Para una pyme, el error más caro no es hacer poco. Es hacer de todo a la vez y no terminar nada. Una cuenta de Instagram abandonada pesa más que no tener cuenta.
El orden correcto
Primero, una web que responda las preguntas básicas: qué haces, cuánto cuesta, cómo te contactan y dónde estás. Si eso no está claro, ninguna red social lo va a arreglar.
Segundo, una sola red social donde esté tu cliente, no donde esté la moda. Para un despacho contable, LinkedIn rinde más que TikTok. Para un restaurante, Instagram es casi obligatorio.

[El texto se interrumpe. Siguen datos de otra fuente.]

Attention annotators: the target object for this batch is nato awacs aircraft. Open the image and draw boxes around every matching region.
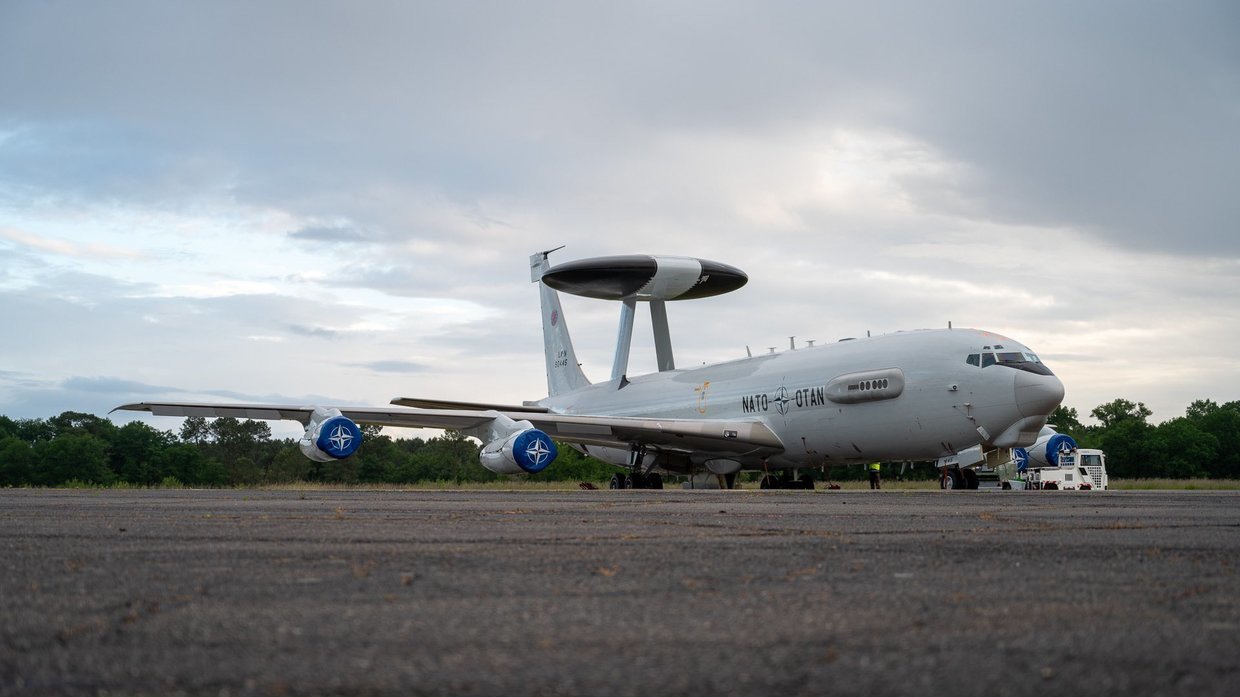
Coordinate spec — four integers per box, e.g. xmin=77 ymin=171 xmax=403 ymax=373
xmin=118 ymin=249 xmax=1064 ymax=489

Tercero, un canal de contacto directo. WhatsApp o un formulario simple, con respuesta en horas, no en días. La velocidad de respuesta es el diferenciador más barato que existe.
Qué medir (y qué ignorar)
Ignora los "me gusta". Mide las consultas: cuántas personas te escribieron este mes y de dónde vinieron. Si una acción no genera consultas, no es prioridad.
- Una web clara y rápida.
- Una red social activa, no perfecta.
- Un canal de contacto con respuesta rápida.
La presencia digital no se mide en seguidores. Se mide en consultas que se convierten en clientes.
Empieza por ahí. Cuando esos tres frentes funcionen, el siguiente paso será evidente. Y si no lo es, es porque todavía no hace falta.